Let me share a couple examples. Some are taken from the news and some are reflective of real incidents (disguised to protect the guilty). They are not all of equal magnitude but they are all reflective of “badness.” Badness has degrees I think.
How is it that Matthew Perry’s assistant kept injecting him on the day of his death with Ketamine? Was Perry aware of what was happening? Was he a willing recipient or was his assistant trying to kill him or return him to (assuming he was in recovery) a state of addiction? I don’t get it. I am sure we are missing facts but still.
I just finished Kristin Hannah’s remarkable book Nightingale. In it, she describes inhuman behavior the Nazis and French (among others) inflicted on men, women and children during WWII. I have asked in the past and I ask yet again: How could humans even perform those horrors on other humans? Where does decency and honor and humanity go? How does it disappear? Current wars raise similar questions.
How do people who seem perfectly healthy just die or become seriously ill at a relatively young age? One day they are living and one day they are dead or near dead? How is it that we have no warnings (at least not ones we recognize) that death is imminent?
How is it that we have rules that make zero sense and there seems to be no way to override them. What happened to understanding that rules don’t always work and need to be adapted? Seriously. My bank has such rules and each time I encounter them and pause and wonder: what were the rule makers thinking? A recent example was the bank’s refusal to allow me to deposit a check from the US government made payable to me and my late-husband. It took years to get the check. It was not as if he could endorse the check; he died 4 years ago this month and the check had a July 2024 date. Talk about stoking memories …. and it reflects institutional failure to find a pathway forward that made sense; they wanted the estate appointment documents recertified by a court. What court?
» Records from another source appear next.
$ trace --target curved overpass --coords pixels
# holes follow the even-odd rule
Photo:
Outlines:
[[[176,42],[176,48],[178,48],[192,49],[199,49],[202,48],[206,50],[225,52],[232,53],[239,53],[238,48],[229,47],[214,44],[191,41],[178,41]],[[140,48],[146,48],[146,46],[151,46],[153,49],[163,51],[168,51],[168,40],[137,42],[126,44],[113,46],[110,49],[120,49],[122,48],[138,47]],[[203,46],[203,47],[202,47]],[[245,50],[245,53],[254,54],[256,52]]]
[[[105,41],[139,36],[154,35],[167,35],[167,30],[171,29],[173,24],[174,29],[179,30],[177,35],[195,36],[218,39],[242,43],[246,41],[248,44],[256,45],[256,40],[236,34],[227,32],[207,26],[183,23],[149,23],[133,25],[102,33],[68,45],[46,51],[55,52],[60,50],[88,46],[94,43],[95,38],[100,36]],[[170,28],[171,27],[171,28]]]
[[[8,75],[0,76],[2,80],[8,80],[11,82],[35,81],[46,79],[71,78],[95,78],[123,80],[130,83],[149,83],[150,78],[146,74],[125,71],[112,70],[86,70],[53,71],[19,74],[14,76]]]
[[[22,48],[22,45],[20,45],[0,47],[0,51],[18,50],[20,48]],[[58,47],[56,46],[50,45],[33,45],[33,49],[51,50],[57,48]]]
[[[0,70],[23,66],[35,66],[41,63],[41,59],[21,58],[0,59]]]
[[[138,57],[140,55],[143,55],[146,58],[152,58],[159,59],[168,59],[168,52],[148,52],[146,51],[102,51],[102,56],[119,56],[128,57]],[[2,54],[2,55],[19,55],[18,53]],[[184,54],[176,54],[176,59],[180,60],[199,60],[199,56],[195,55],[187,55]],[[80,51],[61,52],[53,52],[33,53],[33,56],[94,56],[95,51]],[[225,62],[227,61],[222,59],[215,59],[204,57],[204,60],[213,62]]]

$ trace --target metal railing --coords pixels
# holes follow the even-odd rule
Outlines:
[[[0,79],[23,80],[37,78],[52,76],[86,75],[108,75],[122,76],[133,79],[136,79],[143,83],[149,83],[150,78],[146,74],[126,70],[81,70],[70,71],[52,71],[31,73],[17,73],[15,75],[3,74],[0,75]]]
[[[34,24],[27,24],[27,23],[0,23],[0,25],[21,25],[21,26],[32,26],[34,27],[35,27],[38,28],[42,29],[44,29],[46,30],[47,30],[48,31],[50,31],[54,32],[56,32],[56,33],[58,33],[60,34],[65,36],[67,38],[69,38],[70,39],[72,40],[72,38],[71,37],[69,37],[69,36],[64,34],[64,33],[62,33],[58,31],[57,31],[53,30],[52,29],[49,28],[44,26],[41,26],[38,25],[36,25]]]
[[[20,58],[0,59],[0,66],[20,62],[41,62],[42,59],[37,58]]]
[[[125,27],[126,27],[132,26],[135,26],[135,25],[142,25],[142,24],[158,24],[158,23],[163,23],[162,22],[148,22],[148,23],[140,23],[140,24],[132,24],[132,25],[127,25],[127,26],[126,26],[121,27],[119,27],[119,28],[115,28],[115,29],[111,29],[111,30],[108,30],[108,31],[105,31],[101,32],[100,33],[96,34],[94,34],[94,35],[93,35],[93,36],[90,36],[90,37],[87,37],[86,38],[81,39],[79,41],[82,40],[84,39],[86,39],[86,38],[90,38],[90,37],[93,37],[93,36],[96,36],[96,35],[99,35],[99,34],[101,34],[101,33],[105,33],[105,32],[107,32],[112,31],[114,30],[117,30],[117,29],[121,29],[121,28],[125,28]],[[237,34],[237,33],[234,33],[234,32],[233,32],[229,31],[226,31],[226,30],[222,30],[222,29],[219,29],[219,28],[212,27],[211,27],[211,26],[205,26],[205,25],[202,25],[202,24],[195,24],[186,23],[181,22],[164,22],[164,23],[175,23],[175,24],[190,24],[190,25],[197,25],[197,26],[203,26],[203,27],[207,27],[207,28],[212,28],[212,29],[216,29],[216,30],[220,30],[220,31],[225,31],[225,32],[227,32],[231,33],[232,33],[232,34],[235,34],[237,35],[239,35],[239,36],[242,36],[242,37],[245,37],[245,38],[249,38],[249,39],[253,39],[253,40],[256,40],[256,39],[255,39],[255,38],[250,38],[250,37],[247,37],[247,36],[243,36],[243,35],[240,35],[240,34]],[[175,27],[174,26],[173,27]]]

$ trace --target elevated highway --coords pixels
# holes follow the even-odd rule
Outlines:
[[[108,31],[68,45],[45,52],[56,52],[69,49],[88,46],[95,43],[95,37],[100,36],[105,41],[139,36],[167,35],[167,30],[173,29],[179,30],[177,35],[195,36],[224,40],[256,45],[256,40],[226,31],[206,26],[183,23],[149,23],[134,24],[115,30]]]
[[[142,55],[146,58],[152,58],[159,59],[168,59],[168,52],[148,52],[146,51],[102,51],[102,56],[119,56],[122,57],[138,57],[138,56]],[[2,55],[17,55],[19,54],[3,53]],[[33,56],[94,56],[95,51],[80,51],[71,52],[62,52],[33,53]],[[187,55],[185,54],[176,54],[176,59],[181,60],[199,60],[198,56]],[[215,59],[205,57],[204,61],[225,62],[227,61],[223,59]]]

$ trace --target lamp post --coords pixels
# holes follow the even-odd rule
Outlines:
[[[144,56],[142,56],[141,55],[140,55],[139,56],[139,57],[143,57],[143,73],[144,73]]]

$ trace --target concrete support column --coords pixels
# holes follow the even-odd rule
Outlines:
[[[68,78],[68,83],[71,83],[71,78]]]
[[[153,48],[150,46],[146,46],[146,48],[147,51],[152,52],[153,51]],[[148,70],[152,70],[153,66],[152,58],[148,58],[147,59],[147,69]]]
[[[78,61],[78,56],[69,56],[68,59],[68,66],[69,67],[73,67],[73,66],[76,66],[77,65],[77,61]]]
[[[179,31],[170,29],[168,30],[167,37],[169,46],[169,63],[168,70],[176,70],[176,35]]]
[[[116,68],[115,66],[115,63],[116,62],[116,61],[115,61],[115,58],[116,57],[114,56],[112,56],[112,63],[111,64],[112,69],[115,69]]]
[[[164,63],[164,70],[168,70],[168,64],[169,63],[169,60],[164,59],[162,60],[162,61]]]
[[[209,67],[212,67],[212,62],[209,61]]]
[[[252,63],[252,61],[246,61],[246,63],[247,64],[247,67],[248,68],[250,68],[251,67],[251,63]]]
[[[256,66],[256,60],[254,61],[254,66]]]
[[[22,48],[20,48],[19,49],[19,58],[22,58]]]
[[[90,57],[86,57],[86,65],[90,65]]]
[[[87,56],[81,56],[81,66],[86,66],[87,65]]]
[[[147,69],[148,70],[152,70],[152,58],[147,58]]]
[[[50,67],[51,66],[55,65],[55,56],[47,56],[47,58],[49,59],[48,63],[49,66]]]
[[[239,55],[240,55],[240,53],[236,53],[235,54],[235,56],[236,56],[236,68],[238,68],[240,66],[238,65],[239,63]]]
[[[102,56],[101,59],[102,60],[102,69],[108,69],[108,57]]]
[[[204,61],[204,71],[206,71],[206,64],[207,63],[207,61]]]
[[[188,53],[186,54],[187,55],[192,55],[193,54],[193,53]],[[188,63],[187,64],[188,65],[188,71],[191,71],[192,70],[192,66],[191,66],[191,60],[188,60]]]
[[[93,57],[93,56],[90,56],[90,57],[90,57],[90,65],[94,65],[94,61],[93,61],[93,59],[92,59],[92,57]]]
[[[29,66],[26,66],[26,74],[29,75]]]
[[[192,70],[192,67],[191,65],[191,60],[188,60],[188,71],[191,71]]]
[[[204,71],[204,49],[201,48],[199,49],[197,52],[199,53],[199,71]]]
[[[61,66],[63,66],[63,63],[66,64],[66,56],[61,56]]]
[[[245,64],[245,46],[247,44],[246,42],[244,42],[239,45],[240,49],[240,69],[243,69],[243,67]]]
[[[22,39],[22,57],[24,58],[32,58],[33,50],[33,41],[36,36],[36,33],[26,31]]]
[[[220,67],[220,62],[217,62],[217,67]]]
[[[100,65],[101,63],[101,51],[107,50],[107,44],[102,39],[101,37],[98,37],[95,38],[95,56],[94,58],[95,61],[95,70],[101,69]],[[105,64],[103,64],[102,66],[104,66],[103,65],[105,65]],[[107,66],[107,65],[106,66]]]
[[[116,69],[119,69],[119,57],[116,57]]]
Then, how is it that folks can’t own their bad behavior and instead double down? Consider someone I know who committed criminal acts and then blames these behaviors on the victim (whom I also know) for inciting the criminal decades ago. Really? Foisting one’s own badness on another as if that will eliminate guilt? What about free will?
I don’t understand wanting to win so so badly that one steps on the toes of the rightful winner. Wouldn’t it feel awful to win when one didn’t actually win? Think Olympics and bronze medal in gymnastics. Then think of the cross country runner who redirected the winner who was turning the wrong way to cross the finish line and enabled his misdirected runner to win rightfully? A bravo moment in the midst of many dissimilar behaviors.
In a recent dating relationship that thankfully I ended quickly, a man refused to “withdraw” a question I thought was rude and disrespectful and non-empathic in a text. I gave him two chances to self-correct. Instead, he refused and became intransigent. Come on. Did he lose his empathy engines? Were his mirror neurons missing? The answer to the last two questions: yes.
Notice I have not mentioned politics. There is plenty wrong there. Don’t get me going on banned books and limitations made by men on women’s freedom to choose in many contexts. Don’t get me started on the denial of civil liberties. Don’t get me started on corporal punishment in schools.
So, while I try to focus on hope and belief in humankind and kindness and I believe in the power of the possible and I believe that “service is the rent we pay to live on this earth (a phrase attributed to many),” I am repeatedly stumped by some behavior of some humans. Is it inherent meanness? Is it societal? What is it? Give me a hint please.
I welcome your thoughts. I both want and need them…and might it be worth considering if we can do something — anything — to restore civility and decency and thoughtful compromise.